No | Title | Method/Algorithm | Strength | Weakness |
---|---|---|---|---|
1 | Data mining combined to the multicriteria decision analysis for the improvement of road safety: case of France |
ELECTREE II | The integration of multi-criteria decision analysis can provide a solution for selecting the most relevant and interesting rules | Using a basic apriori algorithm that must determine the minimum support value and the rule ranking process is a separate process so it takes a long time. |
2 | Prioritization of association rules in data mining: Multiple criteria decision approach | ELECTREE and AHP | Can create a synergy between decision analysis techniques with data mining that can be used by managers in determining the quality and quantity of rules that have been determined by decision makers. | Using traditional association rule mining, which requires determining the minimum support value at the beginning. In addition, decision makers need to determine criteria and alternative comparisons to give weight to each rule. |
3 | An improved approach for association rule mining using a multi-criteria decision support system: a case study in road safety | Multi-criteria decision support system | Can predict future accidents and allow drivers to avoid hazards. | Generates a lot of rules and there is a lot of redundancy. |
4 | Adaptive Rule Model | Automation Minimum Threshold and Rule prioritization by Lift Ratio | Determine the minimum threshold value automatically based on the characteristics of the dataset and certain criteria. The resulting rule has been sorted based on the lift ratio which is calculated not only from the frequency but also by the utility of the item. | It needs pruning method and performance improvement if applied to large amount of data. |
Conclusions
The experiment conducted on the adaptive rule model using six datasets was used to draw the following conclusions:
The number of rules generated in the six datasets was higher when compared to the apriori algorithm with the same minimum support value.
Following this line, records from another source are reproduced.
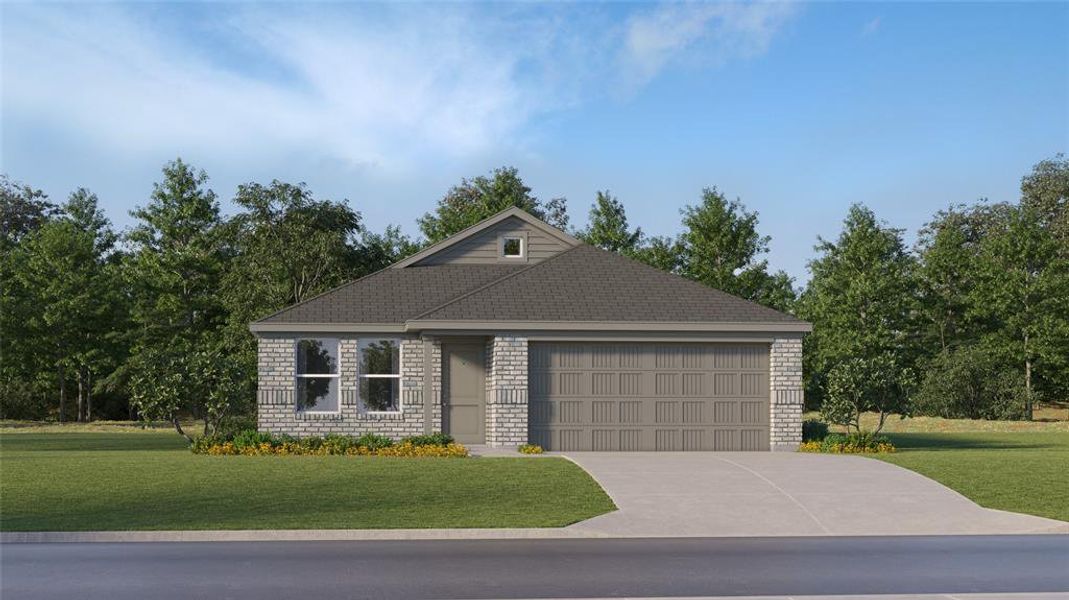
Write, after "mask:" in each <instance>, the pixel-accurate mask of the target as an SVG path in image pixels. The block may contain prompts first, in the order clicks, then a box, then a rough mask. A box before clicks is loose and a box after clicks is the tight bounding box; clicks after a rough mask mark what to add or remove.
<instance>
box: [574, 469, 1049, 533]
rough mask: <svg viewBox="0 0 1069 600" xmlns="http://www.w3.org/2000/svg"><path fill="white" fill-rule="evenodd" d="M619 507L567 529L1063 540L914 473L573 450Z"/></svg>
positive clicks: (1003, 511) (1042, 520)
mask: <svg viewBox="0 0 1069 600" xmlns="http://www.w3.org/2000/svg"><path fill="white" fill-rule="evenodd" d="M567 457H568V458H569V459H571V460H573V461H574V462H576V463H577V464H579V465H580V466H582V467H583V468H585V470H586V471H587V472H588V473H590V474H591V475H592V476H593V477H594V479H597V480H598V482H599V483H601V486H602V487H603V488H604V489H605V491H606V492H608V494H609V496H611V497H613V499H614V501H615V502H616V505H617V506H618V507H619V508H620V510H618V511H616V512H611V513H608V514H603V516H601V517H595V518H593V519H590V520H587V521H584V522H582V523H577V524H575V525H572V526H570V527H568V528H569V529H571V530H575V532H583V533H586V534H591V535H597V536H611V537H725V536H727V537H731V536H827V535H832V536H886V535H967V534H989V535H996V534H1033V533H1063V534H1065V533H1069V523H1065V522H1062V521H1054V520H1050V519H1042V518H1039V517H1032V516H1026V514H1019V513H1016V512H1004V511H1001V510H991V509H987V508H982V507H980V506H978V505H977V504H975V503H973V502H972V501H970V499H969V498H966V497H964V496H962V495H961V494H959V493H957V492H955V491H954V490H950V489H949V488H946V487H944V486H942V484H940V483H936V482H935V481H933V480H931V479H928V478H927V477H924V476H921V475H918V474H916V473H914V472H912V471H909V470H905V468H901V467H899V466H895V465H893V464H888V463H885V462H883V461H879V460H874V459H868V458H863V457H850V456H830V455H810V453H795V452H667V453H666V452H616V453H607V452H574V453H568V455H567Z"/></svg>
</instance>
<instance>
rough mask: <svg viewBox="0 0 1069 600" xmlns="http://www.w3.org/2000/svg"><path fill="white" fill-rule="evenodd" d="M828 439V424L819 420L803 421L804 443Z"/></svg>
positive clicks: (807, 419)
mask: <svg viewBox="0 0 1069 600" xmlns="http://www.w3.org/2000/svg"><path fill="white" fill-rule="evenodd" d="M824 437H827V424H826V422H824V421H822V420H818V419H806V420H804V421H802V441H803V442H820V441H821V440H823V439H824Z"/></svg>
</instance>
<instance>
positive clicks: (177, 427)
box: [171, 416, 193, 444]
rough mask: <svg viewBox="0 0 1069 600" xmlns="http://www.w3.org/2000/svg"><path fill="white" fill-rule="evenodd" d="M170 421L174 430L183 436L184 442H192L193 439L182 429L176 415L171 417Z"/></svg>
mask: <svg viewBox="0 0 1069 600" xmlns="http://www.w3.org/2000/svg"><path fill="white" fill-rule="evenodd" d="M171 422H172V424H174V431H177V432H179V435H181V436H183V437H185V439H186V442H189V443H190V444H192V443H193V439H192V437H190V436H189V435H187V434H186V432H185V431H182V424H181V422H179V417H177V416H173V417H171Z"/></svg>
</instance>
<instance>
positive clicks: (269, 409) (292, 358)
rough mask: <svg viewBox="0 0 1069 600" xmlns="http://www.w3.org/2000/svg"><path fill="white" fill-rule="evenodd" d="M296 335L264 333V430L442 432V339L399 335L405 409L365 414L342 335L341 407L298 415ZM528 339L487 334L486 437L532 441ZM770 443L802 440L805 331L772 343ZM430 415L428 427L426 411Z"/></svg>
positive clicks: (303, 434)
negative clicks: (529, 432)
mask: <svg viewBox="0 0 1069 600" xmlns="http://www.w3.org/2000/svg"><path fill="white" fill-rule="evenodd" d="M296 339H297V338H295V337H263V338H261V339H260V340H259V343H260V354H259V390H258V394H257V402H258V422H259V428H260V430H261V431H269V432H273V433H284V434H289V435H295V436H304V435H323V434H326V433H343V434H348V435H360V434H362V433H368V432H373V433H381V434H384V435H389V436H391V437H394V439H399V437H403V436H406V435H416V434H419V433H424V432H432V431H441V405H443V404H441V400H443V399H441V396H443V391H441V369H443V365H441V343H440V341H439V340H427V341H424V340H420V339H417V338H405V339H402V340H401V393H400V394H401V409H402V410H401V413H399V414H366V413H361V412H360V410H359V405H358V396H357V395H358V386H359V381H358V353H357V343H358V338H357V337H356V336H348V337H340V339H339V343H338V351H339V357H338V359H339V372H340V381H339V409H340V410H339V412H338V413H337V414H299V413H297V412H296V407H295V404H294V390H295V358H296V354H295V344H296ZM425 347H430V351H431V355H430V358H431V382H430V383H431V385H430V386H429V387H430V394H431V398H430V402H431V406H430V410H429V411H424V405H423V400H424V398H423V396H424V394H425V393H427V389H428V386H425V382H424V372H425V369H424V360H425V358H424V352H425ZM527 351H528V347H527V338H525V337H517V336H511V335H499V336H495V337H493V338H489V339H487V341H486V388H485V389H486V444H487V445H490V446H518V445H521V444H526V443H527V440H528V431H527V415H528V412H527V411H528V376H527V367H528V365H527V360H528V352H527ZM769 365H770V374H769V375H770V380H769V383H770V386H769V387H770V393H771V398H770V443H771V447H772V449H773V450H794V449H796V448H797V445H799V444H800V443H801V441H802V410H803V391H802V338H801V336H792V337H780V338H776V339H775V340H774V341H773V343H772V345H771V350H770V360H769ZM424 415H429V416H430V419H431V421H430V424H429V427H428V426H427V418H425V416H424Z"/></svg>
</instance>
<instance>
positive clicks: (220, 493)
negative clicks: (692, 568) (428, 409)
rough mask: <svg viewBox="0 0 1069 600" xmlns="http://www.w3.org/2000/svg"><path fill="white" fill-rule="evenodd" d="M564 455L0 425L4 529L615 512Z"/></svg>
mask: <svg viewBox="0 0 1069 600" xmlns="http://www.w3.org/2000/svg"><path fill="white" fill-rule="evenodd" d="M614 509H615V507H614V505H613V502H611V501H610V499H609V498H608V496H607V495H605V492H604V491H602V489H601V488H600V487H599V486H598V483H595V482H594V481H593V479H591V478H590V476H589V475H587V474H586V472H584V471H583V470H580V468H579V467H578V466H576V465H574V464H573V463H571V462H569V461H567V460H564V459H560V458H474V459H396V458H356V457H208V456H195V455H192V453H190V452H189V450H188V449H187V448H186V447H185V443H184V441H183V440H182V439H181V437H179V436H177V435H176V434H175V433H174V432H173V431H171V432H167V431H139V430H131V431H130V430H128V431H124V432H99V431H97V432H87V431H80V432H71V433H56V432H50V433H40V432H22V431H17V432H16V430H14V429H6V430H3V431H0V529H2V530H106V529H245V528H248V529H264V528H408V527H556V526H562V525H568V524H570V523H574V522H576V521H580V520H583V519H588V518H590V517H594V516H597V514H602V513H604V512H608V511H610V510H614Z"/></svg>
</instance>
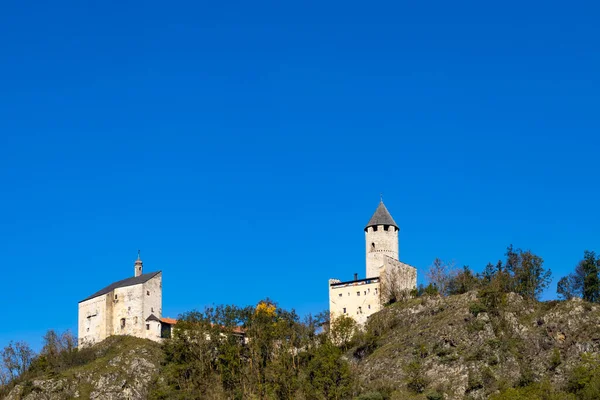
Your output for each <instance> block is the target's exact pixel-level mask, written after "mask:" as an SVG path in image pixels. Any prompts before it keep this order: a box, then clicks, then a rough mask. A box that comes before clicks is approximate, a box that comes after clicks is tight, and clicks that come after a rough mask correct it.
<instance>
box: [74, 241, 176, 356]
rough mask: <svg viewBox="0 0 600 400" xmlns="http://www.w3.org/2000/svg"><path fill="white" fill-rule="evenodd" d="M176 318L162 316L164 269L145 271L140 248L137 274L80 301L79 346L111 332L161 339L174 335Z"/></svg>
mask: <svg viewBox="0 0 600 400" xmlns="http://www.w3.org/2000/svg"><path fill="white" fill-rule="evenodd" d="M175 322H176V321H175V320H172V319H170V318H162V272H161V271H156V272H149V273H146V274H144V273H143V263H142V260H141V259H140V255H139V252H138V259H137V260H136V261H135V264H134V276H133V277H131V278H127V279H123V280H121V281H118V282H114V283H112V284H110V285H108V286H107V287H105V288H104V289H102V290H100V291H98V292H96V293H94V294H92V295H91V296H89V297H87V298H85V299H83V300H81V301H80V302H79V316H78V336H79V346H87V345H92V344H94V343H98V342H100V341H102V340H104V339H106V338H107V337H108V336H111V335H131V336H137V337H141V338H147V339H151V340H155V341H160V340H161V338H163V337H168V336H170V333H171V328H172V325H173V324H174V323H175Z"/></svg>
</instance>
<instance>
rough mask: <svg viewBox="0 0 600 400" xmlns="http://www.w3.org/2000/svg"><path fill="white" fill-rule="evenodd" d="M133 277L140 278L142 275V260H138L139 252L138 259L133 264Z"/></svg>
mask: <svg viewBox="0 0 600 400" xmlns="http://www.w3.org/2000/svg"><path fill="white" fill-rule="evenodd" d="M133 268H134V276H136V277H137V276H140V275H141V274H142V270H143V268H144V264H143V263H142V259H141V258H140V251H139V250H138V259H137V260H135V264H134V267H133Z"/></svg>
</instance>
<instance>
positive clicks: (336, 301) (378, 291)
mask: <svg viewBox="0 0 600 400" xmlns="http://www.w3.org/2000/svg"><path fill="white" fill-rule="evenodd" d="M334 282H335V280H330V285H329V315H330V318H331V319H332V320H333V319H335V318H336V317H338V316H340V315H343V314H345V315H347V316H349V317H351V318H353V319H354V320H355V321H356V322H357V323H358V324H361V325H362V324H364V323H366V322H367V318H368V317H369V316H370V315H371V314H373V313H375V312H377V311H379V310H380V301H379V280H378V279H372V280H369V281H362V282H349V283H347V284H345V285H335V286H331V283H334Z"/></svg>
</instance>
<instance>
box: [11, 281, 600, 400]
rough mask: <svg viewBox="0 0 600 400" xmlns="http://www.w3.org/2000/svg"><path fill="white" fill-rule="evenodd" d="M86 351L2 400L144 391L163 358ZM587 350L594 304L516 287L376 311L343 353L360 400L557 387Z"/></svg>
mask: <svg viewBox="0 0 600 400" xmlns="http://www.w3.org/2000/svg"><path fill="white" fill-rule="evenodd" d="M92 350H93V352H94V354H93V357H91V358H90V360H89V361H86V362H85V363H82V364H78V365H80V366H78V367H73V368H69V369H65V370H62V372H60V373H55V374H54V375H48V374H45V375H44V374H42V375H40V376H36V375H35V374H30V375H28V376H29V378H28V379H26V380H25V379H23V380H21V381H19V384H18V385H17V386H16V387H14V388H13V389H12V390H11V392H10V393H9V395H8V396H7V397H6V399H9V400H17V399H26V400H38V399H39V400H41V399H45V400H46V399H52V400H53V399H57V400H59V399H72V398H81V399H146V398H148V397H149V395H150V394H151V392H152V390H153V389H152V387H153V382H155V380H157V379H158V376H159V375H160V364H161V361H162V360H163V357H164V354H163V350H162V349H161V347H160V346H159V345H158V344H157V343H154V342H151V341H149V340H145V339H138V338H133V337H125V336H118V337H111V338H109V339H107V340H105V341H104V342H102V343H100V344H98V345H96V346H95V347H93V348H92ZM589 355H591V356H592V357H597V360H598V363H600V305H596V304H590V303H586V302H583V301H581V300H571V301H566V302H545V303H539V302H531V301H526V300H524V299H523V298H522V297H520V296H518V295H515V294H502V295H500V296H498V297H497V298H496V299H495V300H494V303H493V304H491V303H490V301H489V298H484V297H479V295H478V294H477V293H475V292H471V293H466V294H463V295H458V296H451V297H439V296H437V297H421V298H416V299H411V300H408V301H406V302H402V303H397V304H394V305H391V306H389V307H386V308H384V309H383V310H382V311H381V312H379V313H377V314H374V315H373V316H372V317H371V318H370V320H369V323H368V327H367V330H366V332H364V333H363V334H361V335H359V338H358V340H357V345H356V346H355V347H354V348H352V349H350V350H349V351H348V353H347V354H346V358H347V359H348V360H349V361H350V362H351V363H352V365H353V370H354V371H355V372H356V374H355V377H356V381H357V389H356V390H355V393H356V394H357V395H358V394H364V393H371V394H373V396H371V397H368V396H367V397H364V396H363V395H360V396H359V397H358V398H360V399H367V398H368V399H390V400H394V399H464V398H467V399H484V398H488V397H489V396H492V395H494V394H498V393H500V392H503V390H505V389H507V388H511V387H528V385H530V384H531V383H532V382H546V383H547V385H549V386H548V387H549V388H551V389H553V390H554V389H558V390H563V389H564V388H565V384H566V381H567V379H568V377H569V376H570V374H571V372H572V371H573V369H574V367H575V366H578V365H579V366H581V362H582V359H584V358H585V357H587V356H589ZM598 363H597V364H598ZM598 365H600V364H598ZM599 368H600V367H599ZM599 370H600V369H599ZM32 376H35V378H31V377H32ZM162 398H165V397H162ZM215 398H222V396H221V397H219V396H216V395H215ZM503 398H511V397H503ZM519 398H530V397H527V396H526V397H519ZM536 398H539V397H536ZM554 398H561V399H564V398H567V397H564V396H563V397H554ZM569 398H576V397H569ZM588 398H594V397H588Z"/></svg>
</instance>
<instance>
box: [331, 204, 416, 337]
mask: <svg viewBox="0 0 600 400" xmlns="http://www.w3.org/2000/svg"><path fill="white" fill-rule="evenodd" d="M364 231H365V244H366V277H365V278H364V279H358V274H354V279H353V280H351V281H344V282H342V281H340V280H339V279H330V280H329V313H330V317H331V319H332V320H333V319H335V318H336V317H337V316H339V315H347V316H349V317H351V318H353V319H354V320H355V321H356V322H357V323H358V324H359V325H364V324H365V323H366V322H367V319H368V318H369V316H370V315H372V314H373V313H376V312H377V311H379V310H380V309H381V308H382V306H383V305H384V304H386V303H387V302H388V301H389V300H390V296H392V293H391V292H392V291H393V292H395V293H397V292H400V291H404V290H412V289H414V288H416V287H417V270H416V268H415V267H413V266H411V265H408V264H405V263H403V262H401V261H400V259H399V256H398V254H399V246H398V231H399V228H398V224H396V222H395V221H394V219H393V218H392V216H391V214H390V213H389V211H388V209H387V208H386V206H385V204H383V201H381V202H380V203H379V206H378V207H377V209H376V210H375V213H374V214H373V216H372V217H371V219H370V220H369V222H368V223H367V226H366V227H365V228H364Z"/></svg>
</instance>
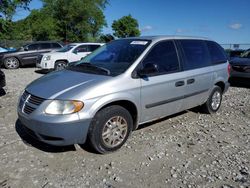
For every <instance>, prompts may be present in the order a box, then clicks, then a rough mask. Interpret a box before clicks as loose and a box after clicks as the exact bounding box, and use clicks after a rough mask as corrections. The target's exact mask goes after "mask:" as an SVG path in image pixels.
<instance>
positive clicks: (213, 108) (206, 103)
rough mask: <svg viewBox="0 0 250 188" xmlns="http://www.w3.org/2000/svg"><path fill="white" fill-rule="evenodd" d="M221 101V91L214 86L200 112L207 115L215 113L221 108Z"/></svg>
mask: <svg viewBox="0 0 250 188" xmlns="http://www.w3.org/2000/svg"><path fill="white" fill-rule="evenodd" d="M221 101H222V90H221V88H220V87H219V86H214V88H213V90H212V92H211V94H210V96H209V97H208V99H207V101H206V103H205V104H203V105H202V111H203V112H205V113H207V114H213V113H216V112H217V111H218V110H219V108H220V106H221Z"/></svg>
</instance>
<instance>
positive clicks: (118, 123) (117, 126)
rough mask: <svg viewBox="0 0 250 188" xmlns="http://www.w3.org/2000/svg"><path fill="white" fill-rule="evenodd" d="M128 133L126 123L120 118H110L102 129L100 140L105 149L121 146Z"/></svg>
mask: <svg viewBox="0 0 250 188" xmlns="http://www.w3.org/2000/svg"><path fill="white" fill-rule="evenodd" d="M127 132H128V124H127V121H126V120H125V119H124V118H123V117H121V116H115V117H112V118H110V119H109V120H108V121H107V122H106V124H105V125H104V127H103V131H102V140H103V142H104V144H105V145H106V146H107V147H110V148H113V147H116V146H118V145H119V144H121V143H122V142H123V141H124V139H125V137H126V135H127Z"/></svg>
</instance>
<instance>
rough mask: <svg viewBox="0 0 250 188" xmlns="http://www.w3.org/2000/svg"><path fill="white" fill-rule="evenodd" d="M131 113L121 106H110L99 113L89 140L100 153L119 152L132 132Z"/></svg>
mask: <svg viewBox="0 0 250 188" xmlns="http://www.w3.org/2000/svg"><path fill="white" fill-rule="evenodd" d="M132 124H133V120H132V117H131V115H130V113H129V112H128V111H127V110H126V109H125V108H123V107H121V106H117V105H114V106H109V107H107V108H104V109H102V110H100V111H99V112H97V114H96V115H95V117H94V118H93V120H92V123H91V127H90V130H89V134H88V138H89V141H90V144H91V145H92V147H93V148H94V149H95V150H96V151H97V152H99V153H108V152H112V151H115V150H118V149H119V148H120V147H121V146H122V145H123V144H124V143H125V142H126V140H127V139H128V136H129V135H130V133H131V131H132Z"/></svg>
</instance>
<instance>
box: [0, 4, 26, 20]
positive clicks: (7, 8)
mask: <svg viewBox="0 0 250 188" xmlns="http://www.w3.org/2000/svg"><path fill="white" fill-rule="evenodd" d="M30 1H31V0H0V15H2V19H4V20H6V21H11V20H12V17H13V15H14V14H15V12H16V9H17V8H24V9H28V4H29V3H30Z"/></svg>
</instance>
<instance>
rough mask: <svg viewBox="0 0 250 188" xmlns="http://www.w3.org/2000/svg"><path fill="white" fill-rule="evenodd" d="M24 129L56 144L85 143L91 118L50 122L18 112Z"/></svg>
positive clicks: (47, 141) (42, 139) (47, 140)
mask: <svg viewBox="0 0 250 188" xmlns="http://www.w3.org/2000/svg"><path fill="white" fill-rule="evenodd" d="M18 117H19V120H20V121H21V123H22V126H23V127H22V128H23V130H24V131H25V132H26V133H28V134H29V135H30V136H32V137H33V138H35V139H37V140H39V141H42V142H44V143H47V144H50V145H56V146H66V145H72V144H83V143H84V142H85V141H86V138H87V133H88V129H89V126H90V122H91V120H90V119H85V120H79V121H72V122H60V123H48V122H44V121H38V120H35V119H30V118H28V116H26V115H25V114H23V113H22V112H20V111H19V112H18Z"/></svg>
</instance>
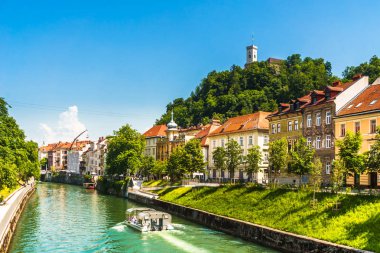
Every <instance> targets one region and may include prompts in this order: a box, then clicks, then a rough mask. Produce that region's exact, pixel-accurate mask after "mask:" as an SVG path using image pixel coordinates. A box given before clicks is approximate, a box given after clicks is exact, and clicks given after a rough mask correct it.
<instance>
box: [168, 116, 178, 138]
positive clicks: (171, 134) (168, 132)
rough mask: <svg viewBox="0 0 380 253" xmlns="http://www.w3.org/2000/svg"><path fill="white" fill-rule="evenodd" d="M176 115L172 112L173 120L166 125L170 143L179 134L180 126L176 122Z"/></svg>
mask: <svg viewBox="0 0 380 253" xmlns="http://www.w3.org/2000/svg"><path fill="white" fill-rule="evenodd" d="M173 116H174V113H173V110H172V120H171V121H170V122H169V123H168V124H167V125H166V126H167V127H168V129H167V130H166V131H167V133H168V138H169V141H173V140H174V136H175V135H176V134H177V133H178V125H177V123H175V122H174V117H173Z"/></svg>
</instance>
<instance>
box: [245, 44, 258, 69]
mask: <svg viewBox="0 0 380 253" xmlns="http://www.w3.org/2000/svg"><path fill="white" fill-rule="evenodd" d="M256 61H257V47H256V46H255V45H250V46H248V47H247V60H246V63H245V64H246V65H247V64H250V63H252V62H256Z"/></svg>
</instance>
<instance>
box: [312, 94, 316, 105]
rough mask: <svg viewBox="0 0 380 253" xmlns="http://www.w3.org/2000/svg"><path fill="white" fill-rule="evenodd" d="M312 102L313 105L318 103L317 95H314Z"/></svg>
mask: <svg viewBox="0 0 380 253" xmlns="http://www.w3.org/2000/svg"><path fill="white" fill-rule="evenodd" d="M312 100H313V101H312V102H313V104H315V103H317V96H316V95H315V94H313V96H312Z"/></svg>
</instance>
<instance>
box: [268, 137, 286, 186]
mask: <svg viewBox="0 0 380 253" xmlns="http://www.w3.org/2000/svg"><path fill="white" fill-rule="evenodd" d="M287 165H288V143H287V141H286V139H285V138H281V139H278V140H275V141H272V142H270V143H269V166H270V168H271V174H272V173H273V175H270V176H271V178H272V180H273V183H275V184H276V183H277V177H278V175H279V174H280V173H281V172H283V171H285V170H286V168H287Z"/></svg>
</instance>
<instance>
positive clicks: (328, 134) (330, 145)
mask: <svg viewBox="0 0 380 253" xmlns="http://www.w3.org/2000/svg"><path fill="white" fill-rule="evenodd" d="M326 148H331V135H329V134H328V135H326Z"/></svg>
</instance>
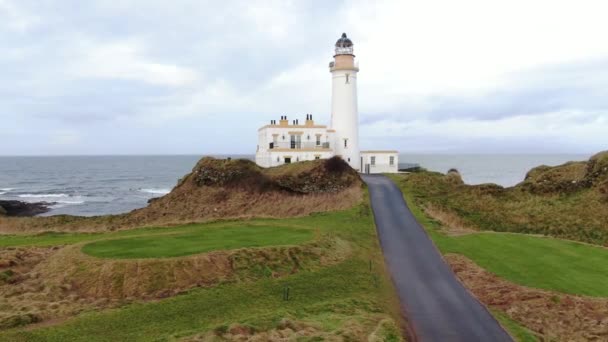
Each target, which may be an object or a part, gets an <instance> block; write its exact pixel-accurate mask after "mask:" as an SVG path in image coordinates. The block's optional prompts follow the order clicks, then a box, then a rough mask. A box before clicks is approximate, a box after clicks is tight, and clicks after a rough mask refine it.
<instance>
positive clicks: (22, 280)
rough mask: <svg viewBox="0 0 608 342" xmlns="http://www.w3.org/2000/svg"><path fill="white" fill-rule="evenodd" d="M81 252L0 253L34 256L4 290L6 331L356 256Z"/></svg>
mask: <svg viewBox="0 0 608 342" xmlns="http://www.w3.org/2000/svg"><path fill="white" fill-rule="evenodd" d="M81 248H82V244H79V245H72V246H67V247H63V248H61V249H58V250H57V249H55V250H53V249H48V250H42V249H36V248H31V249H30V250H28V249H27V248H21V249H19V253H17V252H13V253H9V252H7V251H2V252H0V253H4V254H7V255H11V256H12V255H22V254H23V253H25V254H26V255H32V257H30V258H25V260H27V261H24V262H23V266H21V267H22V268H21V269H20V281H18V282H12V283H5V284H4V285H1V286H0V298H2V299H3V301H2V302H1V303H0V328H9V327H14V326H20V325H27V324H31V323H38V322H43V321H47V320H51V319H53V320H57V319H61V318H64V317H68V316H72V315H75V314H77V313H80V312H82V311H87V310H94V309H95V310H97V309H101V308H110V307H117V306H121V305H124V304H126V303H130V302H133V301H139V300H154V299H160V298H165V297H170V296H174V295H176V294H179V293H181V292H184V291H187V290H189V289H192V288H194V287H211V286H215V285H218V284H220V283H225V282H241V281H254V280H257V279H260V278H265V277H275V278H277V277H282V276H285V275H289V274H293V273H296V272H298V271H300V270H311V269H316V268H319V267H324V266H327V265H331V264H335V263H337V262H340V261H342V260H344V259H345V258H347V257H348V255H350V253H351V247H350V245H349V244H348V243H347V242H346V241H343V240H339V239H329V238H327V239H321V240H319V241H315V242H312V243H309V244H305V245H301V246H285V247H269V248H246V249H239V250H233V251H217V252H211V253H205V254H198V255H193V256H189V257H183V258H165V259H131V260H113V259H101V258H95V257H92V256H88V255H85V254H84V253H82V252H81ZM33 255H37V256H38V257H36V258H34V257H33ZM30 259H31V261H30ZM34 259H35V260H34ZM25 265H27V266H25Z"/></svg>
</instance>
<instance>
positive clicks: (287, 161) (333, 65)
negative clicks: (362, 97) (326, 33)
mask: <svg viewBox="0 0 608 342" xmlns="http://www.w3.org/2000/svg"><path fill="white" fill-rule="evenodd" d="M334 52H335V54H334V60H333V61H331V62H330V63H329V71H330V72H331V76H332V94H331V125H330V127H327V126H325V125H318V124H316V123H315V122H314V120H313V116H312V114H307V115H306V120H305V121H303V122H302V123H300V122H299V120H298V119H296V120H292V124H291V125H290V122H289V120H288V119H287V116H281V118H280V120H278V121H277V120H271V121H270V124H269V125H265V126H263V127H261V128H260V129H259V130H258V147H257V151H256V163H257V164H258V165H260V166H262V167H272V166H278V165H282V164H286V163H294V162H298V161H305V160H313V159H325V158H330V157H332V156H339V157H341V158H342V159H343V160H345V161H346V162H347V163H348V164H349V165H350V166H351V167H352V168H353V169H355V170H358V171H359V172H365V173H380V172H383V173H386V172H397V171H398V152H397V151H378V150H375V151H360V149H359V113H358V108H357V73H358V72H359V67H358V65H357V63H356V62H355V55H354V53H353V42H352V41H351V40H350V38H348V37H347V35H346V33H343V34H342V36H341V37H340V38H339V39H338V41H336V44H335V50H334Z"/></svg>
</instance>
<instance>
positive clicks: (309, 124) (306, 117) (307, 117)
mask: <svg viewBox="0 0 608 342" xmlns="http://www.w3.org/2000/svg"><path fill="white" fill-rule="evenodd" d="M314 124H315V122H314V121H312V114H307V115H306V126H314Z"/></svg>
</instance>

The frequent itemset selection process was not based only on frequency but also considered the specified utility to provide more frequent itemsets.
The minimum support value determined based on the frequency and utility values also considered the dataset characteristics which include the number of items, number of transactions, and average number of items per transaction.
The rules were produced based on the lift ratio value calculated using the utility of the item, thereby allowing the users to see the most relevant rules easily.
It is recommended that future studies focus on pruning and evaluating the adaptive rule model developed in order to determine its performance as well as to implement the model in an actual recommendation system.
Supplemental Information
Retail dataset.
The Retail Transaction Data was taken from a shop in Nganjuk, East Java.
Sco dataset.
This transaction data was taken from a cafe in Bandung, West Java.